At least three soldiers died, said SOHR.

It said military helicopters were seen flying over the town, which is just 8km (5 miles) from the Turkish border.

"Troops are bombing and helicopters flying overhead. Fighting has been going on since midday [Thursday] between regime forces and deserters in Azaz," opposition activist Mohammed Halabi told AFP.

The online edition of Al Arabiya said opposition sources had told its correspondent that two government soldiers were killed and 18 captured.

FSA fighters said they had captured large quantities of ammunition after they attacked a government unit near the village of Bedama, also near the Turkish border, the report added.


On 22 March, Syrian forces attacked a bus on its way to Turkey. Passengers included women and children. The attack took place in Semin, a town in Idlib, a northwestern province also near the border. At least 10 people were killed, SOHR said.

Reprisals against the year-long uprising to bring down the regime of President Bashar al-Assad continue to be savage, it added. More than 100 activists detained in a prison in Idlib province were tortured to death and shelling has continued in the districts of Bab Dreib, Safsafa and Warsheh in Homs.

In a single day, at least 70 people died across the country.

Human Rights Watch has issued a report saying that Syrian security forces were committing serious abuses in Al-Qusayr, a city of approximately 40,000 in Homs province.

Limited Action

In a bid to step up pressure against the government of Assad, the UN Human Rights Council condemned the violence and extended the mandate of a UN panel of experts tasked with reporting human rights violations in Syria.

The resolution condemned "widespread, systematic and gross violations of human rights and fundamental freedoms perpetrated by the Syrian authorities".

It also condemned "the deliberate destruction of hospitals and clinics, the obstruction and denial of medical assistance to the injured and sick, and the raids and killing of wounded protesters in both public and private hospitals".

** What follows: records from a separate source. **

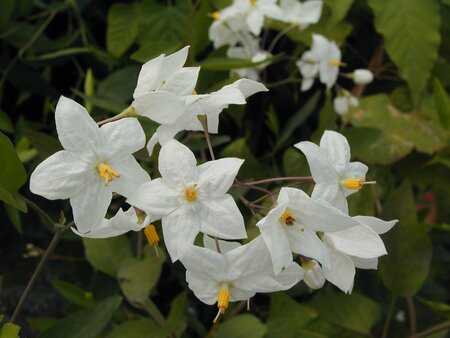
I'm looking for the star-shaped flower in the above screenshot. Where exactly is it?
[30,96,150,233]
[127,140,247,261]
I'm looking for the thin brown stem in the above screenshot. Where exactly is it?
[10,222,74,323]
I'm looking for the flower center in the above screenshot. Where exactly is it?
[97,163,120,184]
[184,185,198,202]
[280,209,296,226]
[144,224,159,245]
[341,178,377,190]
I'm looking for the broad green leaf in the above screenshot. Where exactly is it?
[83,236,132,277]
[118,245,166,303]
[349,94,447,164]
[106,2,140,57]
[39,296,122,338]
[379,181,431,297]
[369,0,440,101]
[97,66,140,104]
[52,279,95,308]
[138,0,192,46]
[266,292,318,338]
[214,314,267,338]
[309,292,381,334]
[0,323,20,338]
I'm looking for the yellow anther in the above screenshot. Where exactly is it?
[144,224,159,245]
[209,11,220,20]
[184,185,198,202]
[97,163,120,184]
[280,209,295,225]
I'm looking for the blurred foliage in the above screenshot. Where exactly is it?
[0,0,450,338]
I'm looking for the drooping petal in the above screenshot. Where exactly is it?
[197,157,244,196]
[109,155,150,197]
[320,130,350,176]
[327,224,387,258]
[158,140,198,189]
[30,150,95,200]
[100,117,145,159]
[353,216,398,234]
[55,96,103,159]
[70,178,112,233]
[162,205,200,262]
[133,91,186,124]
[127,178,182,220]
[198,194,247,239]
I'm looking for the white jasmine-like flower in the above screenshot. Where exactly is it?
[146,79,268,154]
[72,207,150,238]
[30,96,150,233]
[294,130,374,214]
[256,187,358,274]
[280,0,323,29]
[180,236,303,319]
[333,90,359,116]
[352,69,373,85]
[127,140,247,261]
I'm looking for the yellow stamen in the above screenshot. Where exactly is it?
[344,178,377,190]
[184,185,198,202]
[97,163,120,184]
[280,209,295,225]
[209,11,220,20]
[144,224,159,245]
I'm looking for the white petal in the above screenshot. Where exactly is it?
[198,194,247,239]
[100,117,145,158]
[353,216,398,234]
[327,224,387,258]
[294,141,338,184]
[70,178,112,233]
[133,54,164,98]
[109,155,150,197]
[55,96,102,157]
[133,91,186,124]
[127,178,182,219]
[320,130,350,175]
[197,157,244,196]
[162,205,200,262]
[30,150,91,200]
[284,226,330,267]
[158,140,198,189]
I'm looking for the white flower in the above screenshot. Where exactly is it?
[280,0,323,29]
[145,79,267,154]
[352,69,373,85]
[30,96,150,233]
[256,187,358,274]
[127,140,246,261]
[180,236,303,315]
[72,207,150,238]
[294,130,374,214]
[333,90,359,116]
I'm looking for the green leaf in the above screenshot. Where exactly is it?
[52,279,95,308]
[106,3,140,57]
[39,296,122,338]
[309,292,381,334]
[0,323,20,338]
[266,292,318,338]
[379,181,431,297]
[83,236,132,277]
[214,314,267,338]
[369,0,440,101]
[349,94,447,164]
[118,245,166,303]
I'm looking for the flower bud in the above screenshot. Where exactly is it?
[302,260,325,289]
[353,69,373,85]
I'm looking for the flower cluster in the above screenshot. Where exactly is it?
[30,46,396,316]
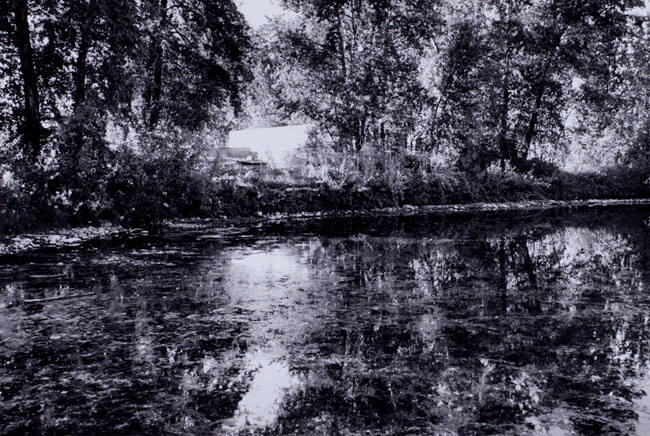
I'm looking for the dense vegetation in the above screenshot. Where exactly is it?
[0,0,650,232]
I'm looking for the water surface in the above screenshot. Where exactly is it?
[0,208,650,435]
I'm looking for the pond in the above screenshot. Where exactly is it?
[0,207,650,435]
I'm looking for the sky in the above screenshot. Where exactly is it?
[237,0,284,28]
[237,0,650,28]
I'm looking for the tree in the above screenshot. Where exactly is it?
[140,0,250,131]
[0,0,41,159]
[432,0,639,171]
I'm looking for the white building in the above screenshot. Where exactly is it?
[223,124,314,168]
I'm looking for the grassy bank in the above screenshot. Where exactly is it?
[0,149,650,234]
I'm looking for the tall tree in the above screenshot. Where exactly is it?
[260,0,438,151]
[8,0,41,159]
[142,0,250,130]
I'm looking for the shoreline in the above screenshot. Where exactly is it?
[0,198,650,256]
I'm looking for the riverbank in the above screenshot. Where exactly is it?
[5,198,650,255]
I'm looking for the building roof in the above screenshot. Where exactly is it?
[227,124,314,166]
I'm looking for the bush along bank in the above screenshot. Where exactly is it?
[0,151,650,235]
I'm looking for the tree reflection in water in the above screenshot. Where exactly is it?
[0,210,650,434]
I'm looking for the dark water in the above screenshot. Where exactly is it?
[0,208,650,435]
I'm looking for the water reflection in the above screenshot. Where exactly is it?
[0,210,650,435]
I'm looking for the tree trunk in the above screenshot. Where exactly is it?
[517,83,546,165]
[499,53,513,170]
[147,0,167,130]
[73,24,92,112]
[14,0,41,159]
[336,10,348,81]
[514,25,568,169]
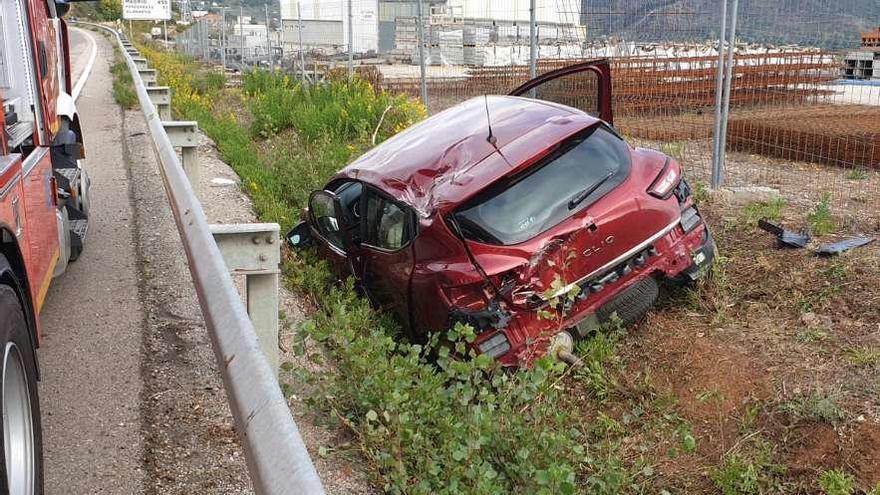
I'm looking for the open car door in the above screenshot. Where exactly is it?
[510,59,614,125]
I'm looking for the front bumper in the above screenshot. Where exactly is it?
[478,221,715,366]
[679,226,718,282]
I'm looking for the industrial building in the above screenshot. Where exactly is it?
[841,27,880,81]
[281,0,582,64]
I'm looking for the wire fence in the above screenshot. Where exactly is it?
[178,0,880,221]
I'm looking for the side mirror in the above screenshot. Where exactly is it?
[285,222,312,249]
[309,191,348,251]
[55,0,70,17]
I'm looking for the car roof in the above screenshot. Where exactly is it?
[334,96,599,217]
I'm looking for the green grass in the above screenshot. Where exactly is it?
[846,168,868,180]
[797,328,831,344]
[780,390,846,424]
[818,469,855,495]
[709,439,785,495]
[807,193,837,235]
[847,346,880,367]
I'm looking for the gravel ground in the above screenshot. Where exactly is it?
[40,30,374,494]
[39,31,144,494]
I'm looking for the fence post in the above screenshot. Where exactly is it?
[711,0,727,189]
[348,0,354,79]
[162,121,201,196]
[712,0,739,189]
[416,0,428,108]
[146,86,171,120]
[210,223,281,376]
[296,2,306,83]
[138,69,158,87]
[131,57,150,70]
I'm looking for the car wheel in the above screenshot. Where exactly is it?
[0,282,43,495]
[596,277,660,326]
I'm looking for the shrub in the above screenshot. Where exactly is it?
[807,193,837,235]
[819,469,855,495]
[709,440,785,495]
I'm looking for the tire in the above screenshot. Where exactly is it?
[0,280,43,495]
[596,277,660,326]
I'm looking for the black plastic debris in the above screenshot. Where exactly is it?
[816,237,874,256]
[758,218,810,248]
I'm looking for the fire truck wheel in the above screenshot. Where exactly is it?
[0,282,43,495]
[77,163,92,217]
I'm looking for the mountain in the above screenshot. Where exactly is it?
[576,0,880,49]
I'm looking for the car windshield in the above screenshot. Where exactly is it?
[453,124,630,245]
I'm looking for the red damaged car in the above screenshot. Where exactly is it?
[288,61,715,365]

UN-Arab League peace envoy Kofi Annan was visiting Moscow and Beijing to discuss his proposals to halt violence.

The plan calls for a ceasefire first by the Syrian government and a daily two-hour halt to fighting to facilitate humanitarian work and "inclusive Syrian-led political talks" but opposition group have criticised the initiative as it does not call for Assad to step down.

The EU has also imposed sanctions on four members of the Assad family, including his wife Asma al-Assad, and eight government ministers.

The UN estimates that more than 8,000 people have been killed since the uprising began in March 2011 but activists and Syrian rights group say up to 9,100 have died.